Overview of the TEI
Julia Flanders
2008-07-21/24
Motives for Text Encoding
We’ve been talking so far about the kinds of responsibility that document modelling
and text encoding express concerning the text itself: to represent it adequately in
an intellectual sense
How about the larger context? Why do we need text encoding, socially? What function
does it serve in the larger ecology of scholarship?
There are several other important functions text encoding can perform:
- To store information for the long term, in a format that is not vulnerable to changes
in hardware and software
- served by using an non-proprietary, open data format like XML
- To exchange information meaningfully with colleagues and other projects, and to publish
it for future
use.
- to achieve this, you need not just an adequate conception of how you want to model
your textual information: you need to agree on this conception with anyone you plan
to share data with
- in other words, you need some sort of lingua franca, a common standard that expresses
what you all agree are the important concepts and structures
- for this, you also need some sort of infrastructure for developing and maintaining
the
markup system and even more importantly its documentation, so that people who want
to use it
have a place to go find it, learn about it.

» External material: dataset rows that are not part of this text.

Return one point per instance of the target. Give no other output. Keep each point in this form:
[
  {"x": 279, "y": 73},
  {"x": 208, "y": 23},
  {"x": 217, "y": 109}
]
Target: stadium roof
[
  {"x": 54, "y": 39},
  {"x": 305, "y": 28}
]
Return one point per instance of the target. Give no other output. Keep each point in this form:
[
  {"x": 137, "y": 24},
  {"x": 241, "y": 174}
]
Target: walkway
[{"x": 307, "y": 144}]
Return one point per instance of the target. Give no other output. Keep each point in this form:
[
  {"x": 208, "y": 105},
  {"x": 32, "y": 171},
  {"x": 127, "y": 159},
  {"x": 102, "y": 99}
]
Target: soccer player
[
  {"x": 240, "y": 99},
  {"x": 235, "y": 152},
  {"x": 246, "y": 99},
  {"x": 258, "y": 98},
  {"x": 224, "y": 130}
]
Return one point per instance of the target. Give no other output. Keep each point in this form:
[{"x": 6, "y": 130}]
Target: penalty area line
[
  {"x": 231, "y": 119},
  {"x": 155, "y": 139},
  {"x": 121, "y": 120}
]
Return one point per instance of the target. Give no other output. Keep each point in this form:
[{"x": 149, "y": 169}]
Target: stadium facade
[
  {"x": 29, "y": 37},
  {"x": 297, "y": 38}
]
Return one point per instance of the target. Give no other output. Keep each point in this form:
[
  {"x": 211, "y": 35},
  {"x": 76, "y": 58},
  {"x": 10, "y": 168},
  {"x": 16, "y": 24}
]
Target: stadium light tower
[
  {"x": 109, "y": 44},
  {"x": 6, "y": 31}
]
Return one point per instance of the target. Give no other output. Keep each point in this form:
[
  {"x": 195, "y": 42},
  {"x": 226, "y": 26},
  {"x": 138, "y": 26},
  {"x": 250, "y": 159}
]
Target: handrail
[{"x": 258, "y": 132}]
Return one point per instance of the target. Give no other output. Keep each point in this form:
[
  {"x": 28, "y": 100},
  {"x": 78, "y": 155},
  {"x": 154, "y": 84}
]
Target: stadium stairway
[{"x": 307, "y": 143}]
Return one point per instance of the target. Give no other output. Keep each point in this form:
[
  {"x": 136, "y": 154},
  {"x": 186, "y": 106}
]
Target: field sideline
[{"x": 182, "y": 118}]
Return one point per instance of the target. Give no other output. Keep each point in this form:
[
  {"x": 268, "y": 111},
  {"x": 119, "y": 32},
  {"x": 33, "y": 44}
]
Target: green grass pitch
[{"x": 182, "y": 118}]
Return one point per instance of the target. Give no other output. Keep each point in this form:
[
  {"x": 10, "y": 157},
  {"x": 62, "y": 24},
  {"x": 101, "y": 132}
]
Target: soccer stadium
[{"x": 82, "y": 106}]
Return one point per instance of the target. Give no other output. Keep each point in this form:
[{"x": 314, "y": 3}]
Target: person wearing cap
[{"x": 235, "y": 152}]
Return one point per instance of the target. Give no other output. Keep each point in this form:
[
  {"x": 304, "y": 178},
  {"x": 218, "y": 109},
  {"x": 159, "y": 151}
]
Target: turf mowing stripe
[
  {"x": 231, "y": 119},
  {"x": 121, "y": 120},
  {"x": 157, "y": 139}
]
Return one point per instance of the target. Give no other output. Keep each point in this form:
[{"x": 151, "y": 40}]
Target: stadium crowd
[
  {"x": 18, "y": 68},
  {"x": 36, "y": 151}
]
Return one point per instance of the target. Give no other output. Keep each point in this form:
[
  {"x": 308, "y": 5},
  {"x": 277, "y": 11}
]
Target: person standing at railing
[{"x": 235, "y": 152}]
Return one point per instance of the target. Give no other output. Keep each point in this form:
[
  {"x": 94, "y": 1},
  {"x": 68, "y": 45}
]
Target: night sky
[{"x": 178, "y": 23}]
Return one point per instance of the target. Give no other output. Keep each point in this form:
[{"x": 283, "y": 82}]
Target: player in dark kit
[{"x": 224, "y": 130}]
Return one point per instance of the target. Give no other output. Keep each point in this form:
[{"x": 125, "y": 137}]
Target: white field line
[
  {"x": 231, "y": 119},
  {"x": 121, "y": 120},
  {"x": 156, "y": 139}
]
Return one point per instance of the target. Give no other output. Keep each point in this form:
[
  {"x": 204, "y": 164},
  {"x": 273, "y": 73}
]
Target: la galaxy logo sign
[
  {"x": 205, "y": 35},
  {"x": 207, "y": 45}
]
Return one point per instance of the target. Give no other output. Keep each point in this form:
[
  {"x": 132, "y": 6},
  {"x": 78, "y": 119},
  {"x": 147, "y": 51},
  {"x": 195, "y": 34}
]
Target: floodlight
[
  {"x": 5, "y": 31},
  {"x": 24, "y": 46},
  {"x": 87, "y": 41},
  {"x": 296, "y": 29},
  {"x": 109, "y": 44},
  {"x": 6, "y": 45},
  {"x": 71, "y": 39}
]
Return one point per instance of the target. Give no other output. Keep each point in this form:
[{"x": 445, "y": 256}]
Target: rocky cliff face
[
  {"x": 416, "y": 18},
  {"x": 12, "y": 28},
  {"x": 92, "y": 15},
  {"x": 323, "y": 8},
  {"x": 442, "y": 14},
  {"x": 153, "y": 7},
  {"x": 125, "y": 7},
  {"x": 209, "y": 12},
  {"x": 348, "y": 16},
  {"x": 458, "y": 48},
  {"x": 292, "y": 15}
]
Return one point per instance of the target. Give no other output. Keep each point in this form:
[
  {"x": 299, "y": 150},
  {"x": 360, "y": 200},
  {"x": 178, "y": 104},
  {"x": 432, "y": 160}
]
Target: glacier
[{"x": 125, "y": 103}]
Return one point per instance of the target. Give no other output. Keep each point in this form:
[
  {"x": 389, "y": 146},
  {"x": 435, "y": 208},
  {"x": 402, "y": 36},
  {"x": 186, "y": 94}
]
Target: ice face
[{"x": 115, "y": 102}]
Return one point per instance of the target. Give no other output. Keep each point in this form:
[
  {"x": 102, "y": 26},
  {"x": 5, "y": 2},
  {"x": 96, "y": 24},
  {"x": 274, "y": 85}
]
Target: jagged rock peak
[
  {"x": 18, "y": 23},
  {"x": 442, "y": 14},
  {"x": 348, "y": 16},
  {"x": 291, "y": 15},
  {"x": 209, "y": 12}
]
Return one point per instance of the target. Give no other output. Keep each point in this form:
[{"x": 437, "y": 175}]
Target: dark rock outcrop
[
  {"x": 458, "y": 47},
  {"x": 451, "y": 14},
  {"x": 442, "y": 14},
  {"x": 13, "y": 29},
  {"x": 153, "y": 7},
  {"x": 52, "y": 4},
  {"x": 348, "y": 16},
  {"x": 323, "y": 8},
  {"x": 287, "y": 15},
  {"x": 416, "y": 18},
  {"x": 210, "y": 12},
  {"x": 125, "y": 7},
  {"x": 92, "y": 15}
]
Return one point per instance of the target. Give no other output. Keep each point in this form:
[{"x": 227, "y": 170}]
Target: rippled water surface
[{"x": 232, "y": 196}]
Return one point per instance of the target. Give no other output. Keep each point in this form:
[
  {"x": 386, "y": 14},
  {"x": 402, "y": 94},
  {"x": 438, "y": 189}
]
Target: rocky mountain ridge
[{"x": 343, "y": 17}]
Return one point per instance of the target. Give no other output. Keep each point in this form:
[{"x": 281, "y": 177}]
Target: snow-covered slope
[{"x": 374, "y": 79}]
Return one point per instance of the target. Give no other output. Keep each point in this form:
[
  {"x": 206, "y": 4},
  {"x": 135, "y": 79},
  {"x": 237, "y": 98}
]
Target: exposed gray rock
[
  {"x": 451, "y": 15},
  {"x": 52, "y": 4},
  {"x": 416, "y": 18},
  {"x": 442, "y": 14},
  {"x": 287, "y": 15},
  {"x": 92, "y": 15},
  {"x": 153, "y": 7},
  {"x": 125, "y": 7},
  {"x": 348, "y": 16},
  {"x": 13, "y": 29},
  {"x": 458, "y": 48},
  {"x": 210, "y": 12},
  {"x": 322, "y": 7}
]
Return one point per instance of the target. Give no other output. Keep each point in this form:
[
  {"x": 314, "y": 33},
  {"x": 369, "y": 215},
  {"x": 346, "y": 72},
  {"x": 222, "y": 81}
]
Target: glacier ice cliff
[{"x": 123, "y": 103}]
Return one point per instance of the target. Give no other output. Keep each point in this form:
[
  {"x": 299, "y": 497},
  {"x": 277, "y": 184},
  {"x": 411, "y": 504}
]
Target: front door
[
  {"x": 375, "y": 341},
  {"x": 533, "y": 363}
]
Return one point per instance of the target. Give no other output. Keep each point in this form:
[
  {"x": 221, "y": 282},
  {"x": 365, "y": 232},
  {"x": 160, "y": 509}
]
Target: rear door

- you might be able to come up with a perfectly good encoding system all by yourself;
if
you lived on a desert island, you wouldn’t have any motive to do otherwise
- but insofar as text encoding is a community-oriented activity, inventing your own
system from scratch can be a very solipsistic activity
This is ultimately why the TEI exists: to provide a long-term, detailed, analytically
rich markup system that is understood by an entire community and can be used to create
sharable, durable representations of the textual objects that community cares about.
What is the TEI?
Technically: The TEI is a standards organization that exists to create, maintain,
and
disseminate a standard for humanities text encoding
- a common language for encoding humanities documents of all sorts, typically for
research or archival purposes
- internationally developed and used
- widely supported and used within the academy, libraries, museums, anywhere people
have
important humanities data
Organizationally: The TEI is an international consortium whose members are institutions
that
want the TEI to continue to exist
Socially: The TEI is a community of people and projects who use text encoding in a
wide
variety of ways, and who communicate with one another about their research and
the practical
problems associated with it.
The TEI is also, importantly, the set of guidelines and XML specifications that make
up the
TEI Guidelines.
- first published in 1990; a major release in 1994 (P3) which was the first version
to be
widely used
- an XML version published in 2001 (P4)
- now, a fully revised version being prepared, which will use schemas rather than DTDs
and will also add a number of new features. This will be released next year as P5.
The TEI Guidelines
The TEI Guidelines are a flexible specification:
- Not intended to be difficult or burdensome to use
- Not intended to require uniformity from all users
- Intended to be adapted and customized
- Not unlike a human language: has idiomatic usage, dialects, local usage
Areas of Usage
- Digital libraries and digital archives
- Literary and cultural materials
- Scholarly editions
- Manuscript collections and descriptions
- Dictionaries
- Language corpora
- Historical documents
- Anthropology and social sciences
- Authoring
- Many other areas…
Customization
It’s important to note that the TEI is not a fixed tag set that is written in stone
- it is intended to be customized: both for users to select a subset of the TEI that
they
really need, and for users to add elements for particular features in their texts
In fact, the TEI is not really ever used directly in its raw form. In all
cases a customized view of the TEI,
or a customization is what is used.
When users want to create TEI schemas, they create a
customization file that lists the modules they would
like to use, the specific elements they would like to
add or delete, the attributes they change, etc.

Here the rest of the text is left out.